What you need to know about personal savings accounts
Following the news on Social Security? Here's why you should: There's
a proposal to make you responsible for investing some of your own
Social Security dollars. And the outcome could have a big impact
on your retirement.
Financial experts would like to see more concrete
details on how the plan would work, with assurance of safeguards
to prevent losses due to bad picks or a down market and plenty of
"The devil's in the details," says Roger Hickey, director of the New Century Alliance for Social Security, a consortium of large organizations fighting against the privatization of Social Security. "The public generally likes the idea of private accounts. It seems to them that it's something for nothing. When you start talking to them about losing a guaranteed benefit, they suddenly turn very negative."
Eric Tyson, author of "Investing
for Dummies," thinks that the individual investment idea has
an upside. "If people are reasonably competent investors, they should
be able to produce more money in the long term for themselves,"
he says. "The return from contributions is far less than investing
in the stock or bond market.
"The big potential downside is that people could do a lousy job investing their money, as some investors are prone to do."
The "how-to" of private
Here's how it might work, based on a couple of informal proposals
currently being floated:
If you're under a certain age, you can opt to take
a portion of the money you put toward Social Security and put it
in an investment account. Sometimes referred to as a personal savings
account, or private investment account, it would probably function
similarly to a 401(k). Ideally, you would be able to choose several
ways of investing the money, including methods with low return for
low risk, or higher risk for the possibility of higher returns.

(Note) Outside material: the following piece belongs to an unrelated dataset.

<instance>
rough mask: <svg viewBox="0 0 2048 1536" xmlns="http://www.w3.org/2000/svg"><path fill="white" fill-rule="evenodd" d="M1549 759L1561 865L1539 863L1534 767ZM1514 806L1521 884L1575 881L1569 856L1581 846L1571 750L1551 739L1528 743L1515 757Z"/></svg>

Most likely vehicles: a handful of stock, bonds or mutual funds.
On retirement, you would either start making withdrawals or cash in all or part of your account in return for an annuity that would offer a regular fixed payment.
Sounds simple. But there are a host of questions that haven't been answered.
"One question is, 'What's my total retirement income
from the Social Security system going to be under this new plan?'"
asks Hickey. "Will it be higher or lower than what I'm projected
to get from Social Security? Everybody thinks they are going to
get these accounts on top of their Social Security benefits."
Next, how much would participants be allowed to invest? No one knows at present. Most seem to agree that it would be a portion of your contributions. The big question: can you grow that money into something substantial?
"For some families, it would be a lot," says Tyson. But they have to keep at it year after year and need to harness the power of compounding interest.
"The fact is that most people -- 72 percent of Americans
-- have portfolios of less than $50,000," says Paul Farrell, author
Lazy Person's Guide to Investing." Most experts recommend a
nest egg of $1 million, with an average 6-percent interest to generate
$60,000 annually to safeguard a stable retirement, he adds. "There
is no possibility in the world that most boomers can throw off enough
money to retire comfortably using private accounts."
Smart consumers need to ask some questions. "I'd want
to know what provisions there are for inflation protection," says
Virginia Morris, co-author of "The
Wall Street Journal Guide to Understanding Money & Investing."
"The current system provides inflation protection. I'd want to know
what happens in market downturns. This was invented in the '90s.
If you compared what your account would be worth in February 2000
or February 2002, there's a huge difference."
Who's watching your money -- and will they take your calls?
Savvy investors always want to know more about the behind-the-scenes details. In this case, there's still not a lot to go on. One article on the Social Security Web site projects an annual administration fee of one-quarter of 1 percent of the account, "which strikes a lot of people as extraordinarily optimistic," says Morris.
One possible explanation, she says, is that fund managers
would have a default arrangement that is 65-percent stocks and 35-percent
bonds. When the account reaches a certain size, the investor could
then take over control, says Morris. The magic number: $10,000.
But it's not clear whether that's in contributions or overall account
value, she says.
What do you get for that fee? Will the manager, either
a government entity or private company, help you manage your money?
"You have the same kinds of questions that companies
offering 401(k)s have to deal with in the wake of Enron," says Hickey.
"Can I get independent advice? What is the overhead of the new system?